Richard Grasso was forced to resign as head of the New York Stock Exchange Wednesday, amid a furor over his $140 million compensation package. The disclosure and resignation plunged the 211-year-old institution into one of its most serious crises.
The New York Stock Exchange is the world's biggest and most powerful equities markets. The value of the hundreds of companies listed on the exchange exceeds $10 trillion. The exchange is owned by its members, who pay up to $2 million to purchase a seat.
Mr. Grasso had been its chairman since 1995. A self-proclaimed spokesman for global capitalism, Mr. Grasso won acclaim for getting the exchange back into operation only six days after the terrorist attacks on the nearby World Trade Center two years ago. A college dropout who grew up in a working class New York neighborhood, Mr. Grasso spent 36 of his 57 years at the Exchange.
Following disclosure last month of Mr. Grasso's pay package, major investors like the state of California pension fund began challenging the apparent conflict of interest in having Mr. Grasso's compensation determined by the very companies he was supposed to be regulating.
Bill Seidman, a former government financial regulator, now a television commentator, says, following accounting scandals that brought two leading companies - Enron and WorldCom - into bankruptcy, the stock exchange needs to make its operations transparent.

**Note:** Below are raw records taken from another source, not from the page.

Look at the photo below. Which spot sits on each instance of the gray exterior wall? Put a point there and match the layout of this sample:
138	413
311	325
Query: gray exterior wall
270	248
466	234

“They've got to go [with] the kinds of rules corporate America is going to, with respect to independence,” he said. “And in addition, they're going to have to separate the regulatory part of their structure the way the Nasdaq [stock exchange] has. Self-regulation hasn't worked for accountants and others, and the New York Stock Exchange is going to have to do the same thing.”
Mr. Grasso often described his work as two-thirds administrative and one-third regulatory. Muriel Siebert, a member of the Exchange, agrees that it does not make sense for the companies that are being regulated to determine the pay of the regulator.
“In my opinion, it is very hard when your compensation is being determined by industry people, and you're sending examiners in to look at their books,” she said.
William Seidman applauds Mr. Grasso's departure, and says it is a further move to improve the ethics of American corporations.
“It is one more step in cleaning up the problems we got into in the 1990s,” he said. “Don't forget, Grasso didn't do anything he hadn't learned from corporate America.”
The exchange has appointed an interim chief executive, and opened a search for a new chairman. Floor traders and executives of the blue chip companies traded on Wall Street hope that permanent damage has not been done, and that the exchange will win back the respect of the investing public.